About Describe Wild

Hi, welcome to Describe Wild!

Here's a quicklink to the google sheet

Introduction

Describe Wild is a hub for discovering videos made by people like you about nature. It’s a place for wildlife film-makers and science communicators to showcase their work and get exposure for their hard work. It’s something I’ve had in the back of my mind for a while but now I’m actually making it.

Describe Wild is not intended as a replacement platform for Youtube, podcast platforms or blogging platforms. Describe Wild supplements these platforms by making it easy to search by ecological context such as location and taxonomy. It’s a human-curated library of content, as opposed to being at the mercy of a “recommended for you” algorithm. Therefore, there are minimum requirements for content to be featured on Describe Wild. Videos have to be edited together for a cohesive piece of media and offer interpretation about the topic - as opposed to a video of a couple of random shots of a bird set to royalty-free ukulele music.

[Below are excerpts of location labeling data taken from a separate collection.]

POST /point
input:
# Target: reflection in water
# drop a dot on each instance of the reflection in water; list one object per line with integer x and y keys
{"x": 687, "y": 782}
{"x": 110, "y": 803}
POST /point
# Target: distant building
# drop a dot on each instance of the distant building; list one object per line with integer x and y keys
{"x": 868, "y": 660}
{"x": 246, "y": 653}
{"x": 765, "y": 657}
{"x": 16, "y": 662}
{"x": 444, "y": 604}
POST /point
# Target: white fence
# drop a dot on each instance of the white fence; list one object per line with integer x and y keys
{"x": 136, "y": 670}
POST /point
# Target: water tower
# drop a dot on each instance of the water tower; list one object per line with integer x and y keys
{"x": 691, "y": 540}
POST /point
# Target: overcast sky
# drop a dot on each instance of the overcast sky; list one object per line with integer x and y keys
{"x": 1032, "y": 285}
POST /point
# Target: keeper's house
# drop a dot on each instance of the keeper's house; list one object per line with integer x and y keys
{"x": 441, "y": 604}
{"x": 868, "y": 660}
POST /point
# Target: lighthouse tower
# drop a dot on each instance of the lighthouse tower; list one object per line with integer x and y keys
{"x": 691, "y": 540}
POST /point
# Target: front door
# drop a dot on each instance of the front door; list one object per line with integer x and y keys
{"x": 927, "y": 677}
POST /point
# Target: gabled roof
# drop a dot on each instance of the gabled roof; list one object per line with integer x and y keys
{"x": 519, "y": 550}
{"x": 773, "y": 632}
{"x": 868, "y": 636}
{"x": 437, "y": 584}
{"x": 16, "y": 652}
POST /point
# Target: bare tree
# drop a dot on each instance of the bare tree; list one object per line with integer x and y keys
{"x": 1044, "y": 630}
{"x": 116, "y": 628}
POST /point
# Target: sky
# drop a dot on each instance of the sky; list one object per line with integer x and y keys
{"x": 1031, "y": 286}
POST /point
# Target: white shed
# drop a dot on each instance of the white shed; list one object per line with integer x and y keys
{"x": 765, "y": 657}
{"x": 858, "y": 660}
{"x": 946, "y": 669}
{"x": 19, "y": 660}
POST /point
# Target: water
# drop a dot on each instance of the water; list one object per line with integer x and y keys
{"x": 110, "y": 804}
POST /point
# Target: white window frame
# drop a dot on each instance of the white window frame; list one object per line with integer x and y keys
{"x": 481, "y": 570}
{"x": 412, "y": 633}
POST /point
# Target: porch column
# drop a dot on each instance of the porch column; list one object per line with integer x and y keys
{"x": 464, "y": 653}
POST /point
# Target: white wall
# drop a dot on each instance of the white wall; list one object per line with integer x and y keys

Here a couple of examples that illustrate the sort of media that will/won’t be on Describe Wild and the reasoning behind it.

Not on Describe Wild On Describe Wild

This is documentary by a big budget production company, they don't need exposure.

A video by NatureWatch, a student run show at the Penryn Campus in Cornwall.

These are just some random shots of birds, whilst quite pretty, it offers no real interpretation.

This video has talking to camera and narration giving interpretation about the birds in the nvideo.

How does it work? (at the moment)

The back-end of the website is a google sheet that stores all the data, and makes it easy for contributors to add and edit the information about their content. I’ve written some R code that takes the google spreadsheet and generates the static HTML pages that you see here. There’s also a fair few bits of javascript that are making it all whizzy and cool - more info on my github.

Features

Roadmap

Phase 1

What you see on this website is a quite basic prototype; my aim is to get the core functionality up and running. Once this works I’ll be inviting people to put their content onto the site. This will allow me to see how well the site functions with lots of videos on the homepage. This will also be able to help me get feedback from creators and from people using the site to find videos.

At this point I’ll start to reconsider my current page-generating code and whether there are any more elegant solutions, using something like R markdown and blogdown to generate pages. At some point I’ll settle on a name for the project and buy a domain so it’s not just on a github.io domain.

Phase 2

When it’s stable and functioning i’ll start to add more features, maybe a more comprehensive species search, better ways to find related media by closely related species. If we get lots of media on the site we may need different ways to discover media maybe do a monthly blog post about our favourite new media on the site. Podcast of the week, you know, that sort of thing. If needed, I’ll start to bring in volunteers to curate the media so I can focus on developing the site with what little time I have...

Phase 3

If Describe Wild is successful I’ll consider redeveloping the site as a comprehensive web application (eg. not based on google sheets!)

Possible sister projects

If this formula is successful I’m sure it could be applied to different fields, for example geography, or a general STEM scicomm. But first things first, I’ll get one site up and running!